Fancy footwork pays off for Field Turf

DATE: 31 May 2007

Canadian firm growing as field of choice for sports teams

By David Weldon

To succeed in business, you need to always keep a leg up on your competition.

And Field Turf Co. is taking that motto quite literally, as it works to woo more professional sports teams to what it has marketed as a truly unique artificial playing surface.

Headquartered in Montreal, Canada, Field Turf views its product as a field of dreams for the professional athlete — an artificial surface that has a firm but flexible foundation which moves with the athlete, reduces injuries, but does not reduce speed.

“It is the layering of sand and cryogenic rubber, 11 layers worth, that makes our fields unique,” says Field Turf President John Gilman. “From 100 feet away, all artificial fields look the same. But the difference with an elite field is with performance.”

The company integrates rubber pellets with sand in each layer of the subsurface to keep the base from compacting with use and over time, Gilman says. For a comparison, think of the affect of mixing peat moss with garden soil, to keep the dirt from hardening. This enables the top surface to better absorb and cushion the footwork of an athlete, reducing awkward — and often season-ending — leg twists that were so common with early artificial surfaces.

A growing number of teams are coming around to Field Turf’s point of view, as evidenced by the 25 percent annual growth rate the company is now enjoying. That includes some recent high profile field installation projects, including Giants Stadium and Gillette Stadium (home of the New England Patriots and New England Revolution) in 2006. But the company’s projects are truly global, and involve every major sport.

Field Turf also benefits from the relationships it forms with team owners. The Gillette stadium project was a direct result of the friendship that Gilman formed with Patriots owner Robert Kraft, after first installing the field at the team’s new practice facility three years ago. Gilman hit it off with Robert Kraft and his family, and they are now involved with projects together.

Gilman and Kraft are helping to introduce American football in Israel. Robert Kraft recently donated a stadium for use by local leagues, and Gilman donated the field surface. Myra Kraft, wife of Robert Kraft, now sponsors an Israeli men’s football league, and Gilman is sponsoring a women’s football league.

If football in Israel seems odd, it isn’t according to Gilman. Maybe the climate is a bit hotter and dryer than a player might wish for, but American football is growing in popularity worldwide. And soccer, of course, remains enormously popular everywhere. Both facts are making life very good indeed for Field Turf in 2007.

“There is hardly any place were we are not putting fields in right now,” Gilman says. The company currently employs approximately 500 people world-wide, including corporate staff in Canada, and installers sent to nearly every continent. The company has several projects underway at the moment in Africa and Europe, as well as countless field installations in the U.S. at the professional, college and high school levels.

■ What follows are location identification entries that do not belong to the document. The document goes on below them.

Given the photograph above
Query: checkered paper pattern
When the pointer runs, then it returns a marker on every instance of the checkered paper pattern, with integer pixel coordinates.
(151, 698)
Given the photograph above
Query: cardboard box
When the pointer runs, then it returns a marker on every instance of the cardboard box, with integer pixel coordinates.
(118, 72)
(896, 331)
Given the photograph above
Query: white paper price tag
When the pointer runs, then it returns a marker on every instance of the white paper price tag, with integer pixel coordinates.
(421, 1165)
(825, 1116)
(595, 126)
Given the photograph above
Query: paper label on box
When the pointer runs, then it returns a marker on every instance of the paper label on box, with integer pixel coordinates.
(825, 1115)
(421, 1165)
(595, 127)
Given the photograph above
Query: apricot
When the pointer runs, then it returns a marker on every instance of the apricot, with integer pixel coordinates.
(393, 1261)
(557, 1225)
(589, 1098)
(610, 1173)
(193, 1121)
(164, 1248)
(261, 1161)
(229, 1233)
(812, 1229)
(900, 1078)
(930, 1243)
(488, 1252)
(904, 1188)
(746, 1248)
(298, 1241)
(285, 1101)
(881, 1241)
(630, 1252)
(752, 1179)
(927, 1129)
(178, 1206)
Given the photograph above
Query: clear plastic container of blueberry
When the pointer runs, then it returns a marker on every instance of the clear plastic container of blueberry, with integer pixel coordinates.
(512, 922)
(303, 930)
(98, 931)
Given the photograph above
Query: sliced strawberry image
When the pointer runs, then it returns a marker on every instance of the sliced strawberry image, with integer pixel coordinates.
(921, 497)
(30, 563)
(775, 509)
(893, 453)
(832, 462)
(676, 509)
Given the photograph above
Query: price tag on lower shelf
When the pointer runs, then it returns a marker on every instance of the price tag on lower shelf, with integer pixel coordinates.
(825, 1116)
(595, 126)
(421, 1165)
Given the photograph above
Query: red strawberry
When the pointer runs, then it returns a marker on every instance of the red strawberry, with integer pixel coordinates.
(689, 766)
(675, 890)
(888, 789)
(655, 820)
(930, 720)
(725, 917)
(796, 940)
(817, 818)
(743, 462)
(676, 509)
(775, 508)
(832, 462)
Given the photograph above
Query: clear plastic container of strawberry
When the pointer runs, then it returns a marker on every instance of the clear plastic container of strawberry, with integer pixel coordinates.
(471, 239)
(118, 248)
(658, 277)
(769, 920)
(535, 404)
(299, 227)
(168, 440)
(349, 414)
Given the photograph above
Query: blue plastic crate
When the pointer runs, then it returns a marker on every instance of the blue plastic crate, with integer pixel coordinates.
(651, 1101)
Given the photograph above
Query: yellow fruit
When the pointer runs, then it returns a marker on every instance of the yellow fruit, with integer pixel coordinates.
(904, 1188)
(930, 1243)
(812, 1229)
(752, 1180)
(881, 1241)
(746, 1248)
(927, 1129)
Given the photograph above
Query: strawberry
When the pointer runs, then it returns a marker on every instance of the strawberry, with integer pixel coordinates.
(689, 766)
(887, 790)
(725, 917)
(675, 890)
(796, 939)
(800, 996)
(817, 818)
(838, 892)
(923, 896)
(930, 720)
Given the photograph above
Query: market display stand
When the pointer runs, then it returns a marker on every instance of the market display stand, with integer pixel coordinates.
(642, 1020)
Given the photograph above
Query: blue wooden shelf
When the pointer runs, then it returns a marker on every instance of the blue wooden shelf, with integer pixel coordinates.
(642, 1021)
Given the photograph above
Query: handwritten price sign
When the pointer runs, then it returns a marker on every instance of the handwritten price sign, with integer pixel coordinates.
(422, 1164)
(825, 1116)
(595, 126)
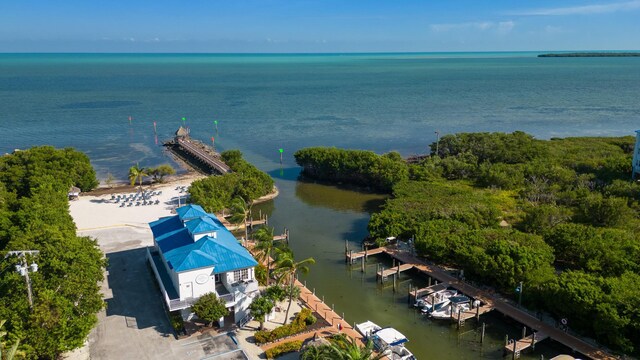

“We have seen dramatic staff growth of 30 percent to 40 percent in the past two years,” Gilman says. “We send installers around the world constantly. At each project you will see 10 people, including three or four of our installers, and the rest local laborers.” He already anticipates growing staff by another 25 percent this year.

While any company would like to boast the growth pace that Field Turf is enjoying, Gilman notes that it does not come without a lot of pressure. Installers are being called upon to be as fast installing a field, as athletes are on top of it.

“The installation window in North America is under the umbrella of the high school and college setups [athletic associations]. The schools, of which we do about 60 percent to 70 percent of the total volume in North America, don’t want us on campus when school is in session. That means we can’t break ground on any of the projects until May or June, and they all want us gone by the first week of September, maybe even by the middle of August.”

The pressure doesn’t seem to be getting to Gilman, however, who says that “business couldn’t be better.”

Still, while the company welcomes the increased business, he says the challenge is always to maintain quality with each project, and not make rash decisions.

Perhaps not realizing the appropriateness of the response, when asked what advice he would give to other executives faced with similar growth, he advises them “don’t take your eyes off the ball — the main core business.”